In the introduction Brooks explains "I'm writing this story, first, because while researchers in a wide variety of fields have shone their flashlights into different parts of the cave of the unconscious, illuminating different corners and openings, much of their work is done in academic silos. I'm going to try and synthesize their findings into one narrative." This is exactly what he does, combining the wide expanses of psychology from neuroscience to social groups and behavioral economics, using a literary device used by Jean-Jacques Rousseau in 1760 for the book "Emile". We follow two fictional characters through their life, seeing how recent scientific findings shape them and their inner life.

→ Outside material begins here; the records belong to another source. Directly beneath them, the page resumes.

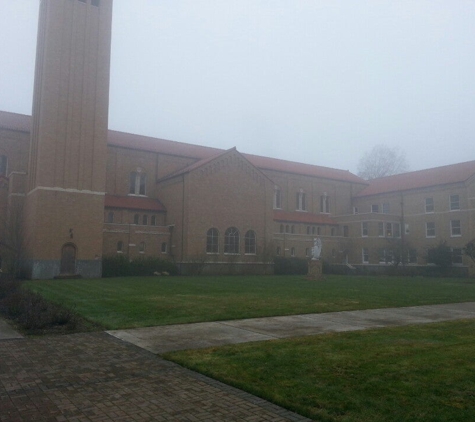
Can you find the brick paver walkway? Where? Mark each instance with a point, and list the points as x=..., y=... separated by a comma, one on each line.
x=95, y=377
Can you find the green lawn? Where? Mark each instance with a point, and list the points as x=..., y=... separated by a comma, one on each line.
x=144, y=301
x=419, y=373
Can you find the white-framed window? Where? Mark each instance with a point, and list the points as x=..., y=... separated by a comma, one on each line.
x=301, y=201
x=3, y=165
x=231, y=241
x=364, y=229
x=429, y=205
x=430, y=229
x=212, y=241
x=365, y=255
x=250, y=242
x=454, y=202
x=455, y=228
x=138, y=183
x=457, y=258
x=324, y=204
x=277, y=198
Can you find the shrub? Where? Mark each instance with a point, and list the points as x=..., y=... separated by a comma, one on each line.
x=290, y=266
x=121, y=266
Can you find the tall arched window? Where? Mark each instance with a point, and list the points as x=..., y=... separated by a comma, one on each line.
x=250, y=242
x=3, y=165
x=212, y=237
x=138, y=181
x=231, y=240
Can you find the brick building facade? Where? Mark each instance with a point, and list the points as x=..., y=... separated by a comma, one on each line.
x=72, y=191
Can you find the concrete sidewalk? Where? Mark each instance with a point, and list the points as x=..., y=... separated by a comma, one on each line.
x=169, y=338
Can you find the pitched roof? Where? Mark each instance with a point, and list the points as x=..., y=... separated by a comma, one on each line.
x=454, y=173
x=134, y=203
x=15, y=121
x=302, y=217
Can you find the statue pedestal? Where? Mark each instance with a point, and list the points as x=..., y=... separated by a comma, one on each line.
x=314, y=270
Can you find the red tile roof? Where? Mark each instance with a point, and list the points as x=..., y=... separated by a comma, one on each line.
x=134, y=203
x=303, y=217
x=455, y=173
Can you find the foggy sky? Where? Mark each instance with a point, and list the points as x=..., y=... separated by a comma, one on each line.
x=316, y=81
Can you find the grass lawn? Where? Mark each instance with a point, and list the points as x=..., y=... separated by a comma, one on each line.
x=146, y=301
x=418, y=373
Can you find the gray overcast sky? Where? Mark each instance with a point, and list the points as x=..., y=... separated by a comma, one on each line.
x=316, y=81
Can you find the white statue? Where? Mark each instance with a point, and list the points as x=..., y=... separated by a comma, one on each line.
x=317, y=248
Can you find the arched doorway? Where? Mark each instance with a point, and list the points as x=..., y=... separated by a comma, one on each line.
x=68, y=259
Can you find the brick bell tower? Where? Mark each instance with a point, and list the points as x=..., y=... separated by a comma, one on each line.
x=64, y=205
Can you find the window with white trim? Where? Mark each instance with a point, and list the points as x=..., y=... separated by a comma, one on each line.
x=250, y=242
x=454, y=202
x=231, y=241
x=430, y=229
x=455, y=228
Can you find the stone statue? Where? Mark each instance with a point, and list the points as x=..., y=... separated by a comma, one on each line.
x=317, y=248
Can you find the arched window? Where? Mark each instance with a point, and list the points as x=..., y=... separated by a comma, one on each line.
x=250, y=242
x=138, y=181
x=3, y=165
x=212, y=237
x=231, y=241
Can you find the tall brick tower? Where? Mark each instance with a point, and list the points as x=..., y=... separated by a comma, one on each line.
x=66, y=178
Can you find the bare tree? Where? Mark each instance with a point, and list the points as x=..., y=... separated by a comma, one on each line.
x=382, y=161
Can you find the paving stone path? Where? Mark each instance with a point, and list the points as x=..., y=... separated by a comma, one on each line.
x=96, y=377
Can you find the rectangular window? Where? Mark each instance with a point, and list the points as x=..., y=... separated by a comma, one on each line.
x=455, y=228
x=389, y=230
x=454, y=202
x=324, y=204
x=364, y=229
x=457, y=256
x=365, y=254
x=430, y=229
x=429, y=205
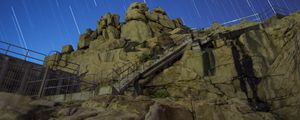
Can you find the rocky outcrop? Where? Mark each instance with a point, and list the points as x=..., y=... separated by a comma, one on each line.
x=247, y=71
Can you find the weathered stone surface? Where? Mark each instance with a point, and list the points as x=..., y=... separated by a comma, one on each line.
x=112, y=32
x=166, y=22
x=163, y=112
x=156, y=28
x=159, y=10
x=67, y=49
x=136, y=31
x=152, y=16
x=178, y=22
x=142, y=7
x=178, y=31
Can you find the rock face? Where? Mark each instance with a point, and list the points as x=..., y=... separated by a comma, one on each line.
x=235, y=74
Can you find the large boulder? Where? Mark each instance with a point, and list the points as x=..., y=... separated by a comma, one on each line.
x=136, y=11
x=136, y=31
x=135, y=15
x=67, y=49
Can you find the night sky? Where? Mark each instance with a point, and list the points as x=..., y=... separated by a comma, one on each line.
x=46, y=25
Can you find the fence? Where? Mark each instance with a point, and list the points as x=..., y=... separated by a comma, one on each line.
x=19, y=74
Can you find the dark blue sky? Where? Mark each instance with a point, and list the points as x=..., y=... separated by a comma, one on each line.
x=45, y=25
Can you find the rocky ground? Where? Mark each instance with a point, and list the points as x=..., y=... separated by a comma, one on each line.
x=252, y=76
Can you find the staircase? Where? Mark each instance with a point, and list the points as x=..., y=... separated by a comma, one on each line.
x=132, y=72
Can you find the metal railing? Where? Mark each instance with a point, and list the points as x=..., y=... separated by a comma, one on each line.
x=21, y=73
x=123, y=75
x=16, y=51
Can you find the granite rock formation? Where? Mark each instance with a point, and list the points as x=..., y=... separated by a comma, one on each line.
x=237, y=74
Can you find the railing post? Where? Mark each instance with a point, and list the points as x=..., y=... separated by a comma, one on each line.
x=40, y=94
x=24, y=79
x=3, y=71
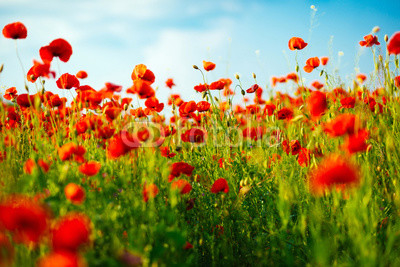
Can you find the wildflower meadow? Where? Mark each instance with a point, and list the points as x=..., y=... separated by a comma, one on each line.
x=247, y=175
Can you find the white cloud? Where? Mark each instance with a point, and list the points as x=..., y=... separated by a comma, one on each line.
x=176, y=51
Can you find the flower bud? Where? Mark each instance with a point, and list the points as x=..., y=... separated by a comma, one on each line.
x=375, y=29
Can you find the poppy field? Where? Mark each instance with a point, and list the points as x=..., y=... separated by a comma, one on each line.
x=248, y=176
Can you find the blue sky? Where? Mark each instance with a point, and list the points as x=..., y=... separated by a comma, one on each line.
x=110, y=37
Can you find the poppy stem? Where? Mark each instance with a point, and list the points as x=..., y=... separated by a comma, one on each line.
x=22, y=65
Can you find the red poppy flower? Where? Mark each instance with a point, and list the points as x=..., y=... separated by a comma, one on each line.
x=183, y=186
x=153, y=104
x=29, y=165
x=142, y=88
x=304, y=157
x=361, y=78
x=348, y=102
x=269, y=109
x=24, y=218
x=342, y=124
x=203, y=106
x=61, y=259
x=39, y=70
x=294, y=147
x=11, y=93
x=169, y=83
x=43, y=165
x=57, y=48
x=369, y=41
x=220, y=185
x=332, y=172
x=218, y=85
x=90, y=168
x=292, y=76
x=311, y=64
x=296, y=43
x=356, y=142
x=122, y=144
x=285, y=114
x=7, y=251
x=394, y=44
x=186, y=108
x=252, y=89
x=71, y=232
x=324, y=60
x=111, y=87
x=187, y=246
x=166, y=153
x=71, y=151
x=141, y=72
x=15, y=30
x=149, y=191
x=317, y=85
x=67, y=81
x=397, y=81
x=81, y=74
x=208, y=66
x=74, y=193
x=179, y=168
x=316, y=103
x=253, y=133
x=201, y=88
x=25, y=100
x=193, y=135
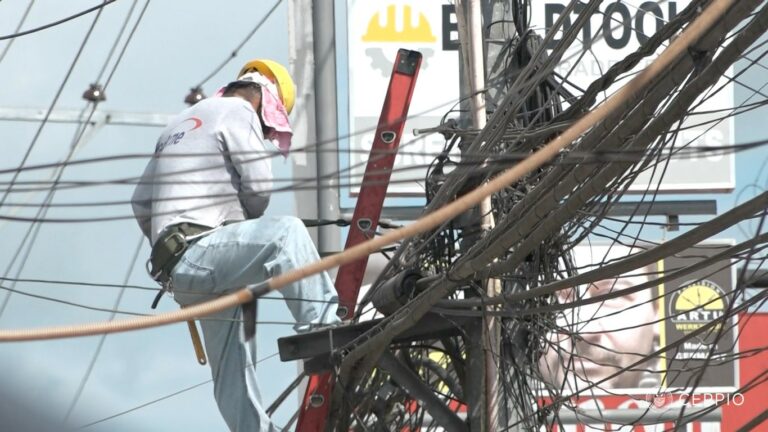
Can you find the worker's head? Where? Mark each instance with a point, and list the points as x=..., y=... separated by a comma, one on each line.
x=597, y=340
x=275, y=76
x=248, y=90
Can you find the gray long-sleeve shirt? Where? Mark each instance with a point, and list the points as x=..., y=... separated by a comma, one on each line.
x=210, y=166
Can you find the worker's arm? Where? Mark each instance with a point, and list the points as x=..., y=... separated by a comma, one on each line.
x=142, y=200
x=244, y=142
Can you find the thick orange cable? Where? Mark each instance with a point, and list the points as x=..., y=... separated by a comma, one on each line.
x=692, y=33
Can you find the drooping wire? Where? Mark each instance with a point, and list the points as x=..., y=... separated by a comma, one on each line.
x=61, y=21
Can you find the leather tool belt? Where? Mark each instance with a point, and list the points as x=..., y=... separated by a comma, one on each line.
x=170, y=247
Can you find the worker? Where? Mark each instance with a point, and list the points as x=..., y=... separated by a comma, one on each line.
x=201, y=203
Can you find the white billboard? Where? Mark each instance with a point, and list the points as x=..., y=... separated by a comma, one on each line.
x=618, y=29
x=377, y=29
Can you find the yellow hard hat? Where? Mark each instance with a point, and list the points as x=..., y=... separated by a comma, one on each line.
x=276, y=73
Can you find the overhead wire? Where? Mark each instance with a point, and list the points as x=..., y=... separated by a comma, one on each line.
x=237, y=49
x=98, y=8
x=18, y=27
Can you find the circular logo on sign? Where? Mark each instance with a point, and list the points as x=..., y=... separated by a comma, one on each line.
x=696, y=304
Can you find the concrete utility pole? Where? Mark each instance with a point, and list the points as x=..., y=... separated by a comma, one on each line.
x=301, y=65
x=482, y=50
x=324, y=37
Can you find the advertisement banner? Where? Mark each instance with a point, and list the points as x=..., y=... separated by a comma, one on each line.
x=377, y=29
x=614, y=343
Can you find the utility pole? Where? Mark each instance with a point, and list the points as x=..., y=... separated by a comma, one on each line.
x=324, y=37
x=301, y=65
x=481, y=50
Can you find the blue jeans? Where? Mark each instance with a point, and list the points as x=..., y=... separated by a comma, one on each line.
x=228, y=259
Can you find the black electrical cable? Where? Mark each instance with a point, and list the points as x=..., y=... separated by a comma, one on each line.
x=61, y=21
x=241, y=45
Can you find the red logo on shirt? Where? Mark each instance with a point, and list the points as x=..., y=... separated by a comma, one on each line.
x=197, y=123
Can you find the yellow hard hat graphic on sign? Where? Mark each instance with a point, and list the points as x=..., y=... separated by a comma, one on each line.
x=389, y=33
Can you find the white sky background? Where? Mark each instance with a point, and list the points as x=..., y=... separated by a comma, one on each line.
x=177, y=44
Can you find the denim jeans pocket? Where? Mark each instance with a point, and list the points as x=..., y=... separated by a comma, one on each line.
x=193, y=283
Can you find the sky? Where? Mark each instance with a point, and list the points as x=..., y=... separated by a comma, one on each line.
x=175, y=46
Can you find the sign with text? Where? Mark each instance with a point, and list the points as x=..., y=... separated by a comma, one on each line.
x=617, y=29
x=671, y=336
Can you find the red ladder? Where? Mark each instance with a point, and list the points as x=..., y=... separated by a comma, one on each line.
x=316, y=403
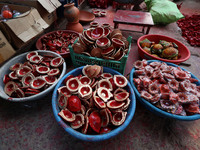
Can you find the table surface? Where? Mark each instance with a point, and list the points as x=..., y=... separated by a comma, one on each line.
x=133, y=17
x=32, y=126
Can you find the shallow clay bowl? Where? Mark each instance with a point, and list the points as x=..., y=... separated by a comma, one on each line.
x=97, y=33
x=183, y=50
x=86, y=16
x=21, y=59
x=103, y=42
x=64, y=54
x=157, y=110
x=86, y=137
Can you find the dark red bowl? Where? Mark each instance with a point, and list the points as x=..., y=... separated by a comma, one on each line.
x=64, y=54
x=183, y=50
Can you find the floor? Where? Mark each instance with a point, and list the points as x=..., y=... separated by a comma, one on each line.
x=31, y=126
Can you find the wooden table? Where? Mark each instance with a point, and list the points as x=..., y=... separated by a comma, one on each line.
x=138, y=18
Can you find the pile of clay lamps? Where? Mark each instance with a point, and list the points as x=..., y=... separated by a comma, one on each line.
x=102, y=42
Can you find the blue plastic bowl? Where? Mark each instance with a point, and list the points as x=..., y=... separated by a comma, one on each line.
x=85, y=137
x=157, y=110
x=21, y=59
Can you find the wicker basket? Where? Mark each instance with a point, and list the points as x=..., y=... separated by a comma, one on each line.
x=81, y=60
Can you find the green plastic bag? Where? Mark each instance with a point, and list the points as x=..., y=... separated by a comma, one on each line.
x=163, y=11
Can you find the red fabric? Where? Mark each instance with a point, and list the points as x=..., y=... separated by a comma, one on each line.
x=99, y=3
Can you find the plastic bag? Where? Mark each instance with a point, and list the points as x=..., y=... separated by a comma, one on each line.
x=163, y=12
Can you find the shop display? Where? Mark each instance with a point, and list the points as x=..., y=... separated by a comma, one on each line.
x=31, y=75
x=167, y=87
x=86, y=100
x=57, y=41
x=94, y=101
x=101, y=45
x=190, y=27
x=163, y=48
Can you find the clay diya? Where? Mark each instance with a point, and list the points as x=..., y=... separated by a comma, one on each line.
x=107, y=51
x=105, y=25
x=94, y=24
x=103, y=42
x=87, y=34
x=97, y=33
x=117, y=43
x=97, y=13
x=103, y=13
x=95, y=108
x=106, y=32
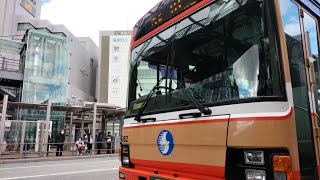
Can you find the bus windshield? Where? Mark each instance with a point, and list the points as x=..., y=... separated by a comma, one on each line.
x=224, y=53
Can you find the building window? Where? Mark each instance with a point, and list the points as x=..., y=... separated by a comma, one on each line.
x=24, y=26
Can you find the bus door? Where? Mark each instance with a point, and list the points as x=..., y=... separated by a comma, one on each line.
x=311, y=41
x=301, y=33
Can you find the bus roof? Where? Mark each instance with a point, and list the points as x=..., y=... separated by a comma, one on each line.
x=167, y=12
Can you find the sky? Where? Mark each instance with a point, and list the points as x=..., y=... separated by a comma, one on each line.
x=86, y=18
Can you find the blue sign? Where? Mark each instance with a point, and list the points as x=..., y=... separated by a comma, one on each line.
x=165, y=142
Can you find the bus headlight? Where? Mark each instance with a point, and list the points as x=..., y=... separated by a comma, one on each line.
x=254, y=157
x=252, y=174
x=282, y=167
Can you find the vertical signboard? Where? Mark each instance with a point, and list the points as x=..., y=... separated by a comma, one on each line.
x=30, y=6
x=118, y=69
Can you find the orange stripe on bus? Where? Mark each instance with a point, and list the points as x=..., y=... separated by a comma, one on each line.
x=213, y=171
x=179, y=123
x=296, y=175
x=171, y=21
x=267, y=118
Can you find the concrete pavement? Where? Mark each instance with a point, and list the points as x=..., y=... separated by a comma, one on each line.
x=79, y=169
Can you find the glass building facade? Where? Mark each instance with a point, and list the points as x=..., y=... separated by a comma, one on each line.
x=45, y=76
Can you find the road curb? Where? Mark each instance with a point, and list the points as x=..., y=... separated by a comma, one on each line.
x=14, y=161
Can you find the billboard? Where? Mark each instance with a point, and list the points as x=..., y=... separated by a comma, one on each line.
x=30, y=7
x=118, y=69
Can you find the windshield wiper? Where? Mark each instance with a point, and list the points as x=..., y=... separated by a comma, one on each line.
x=144, y=105
x=203, y=109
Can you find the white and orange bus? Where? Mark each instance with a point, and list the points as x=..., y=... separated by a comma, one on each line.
x=224, y=89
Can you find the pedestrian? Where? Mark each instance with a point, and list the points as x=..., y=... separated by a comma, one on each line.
x=109, y=143
x=89, y=144
x=80, y=146
x=99, y=142
x=60, y=141
x=48, y=145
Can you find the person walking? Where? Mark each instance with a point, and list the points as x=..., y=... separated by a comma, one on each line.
x=80, y=145
x=109, y=143
x=60, y=141
x=99, y=142
x=48, y=144
x=89, y=144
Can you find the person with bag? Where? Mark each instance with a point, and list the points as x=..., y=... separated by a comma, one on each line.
x=100, y=139
x=60, y=142
x=109, y=143
x=89, y=144
x=80, y=146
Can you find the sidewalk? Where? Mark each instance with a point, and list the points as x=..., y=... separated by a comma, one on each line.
x=52, y=157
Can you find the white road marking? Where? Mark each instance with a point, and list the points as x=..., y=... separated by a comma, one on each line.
x=56, y=165
x=57, y=174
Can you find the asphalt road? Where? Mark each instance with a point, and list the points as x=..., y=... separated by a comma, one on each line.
x=86, y=169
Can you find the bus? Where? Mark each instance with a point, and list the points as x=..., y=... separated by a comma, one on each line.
x=224, y=89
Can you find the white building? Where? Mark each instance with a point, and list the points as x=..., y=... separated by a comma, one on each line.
x=18, y=16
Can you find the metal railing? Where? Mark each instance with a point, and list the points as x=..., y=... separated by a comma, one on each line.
x=40, y=150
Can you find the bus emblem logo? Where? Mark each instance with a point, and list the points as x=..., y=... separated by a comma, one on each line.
x=165, y=142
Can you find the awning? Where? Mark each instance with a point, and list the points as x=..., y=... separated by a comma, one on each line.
x=11, y=46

Some of this fiction is witty and insightful, all of it is well-written, but as fiction it is not enough. It does not work as literature that shows not tells. The science is fascinating, and fully referenced, but the sketches are too fast and pass too quickly. The insights and implications of human connection, friendship and love are illuminating and sometimes exhilarating, but somehow it doesn't quite gel. Many of the studies mentioned are so new they haven't been replicated, plus they are more complex and interconnected than Brooks lets on. There is no resulting new big idea. It can't stand on its own as fiction, and the science studies start to seem self-selected, without enough critical review.

All of which is too bad, as it was a promising concept. But somewhere between the conceptual framework and the smooth prose, there is something missing. I can certainly recommend as a first introduction, but for anyone who has read Freakanomics or Malcolm Gladwell or the many recent books on how humans make decisions, this book is not going to sustain your interest for 350 pages. I hope you find this review useful.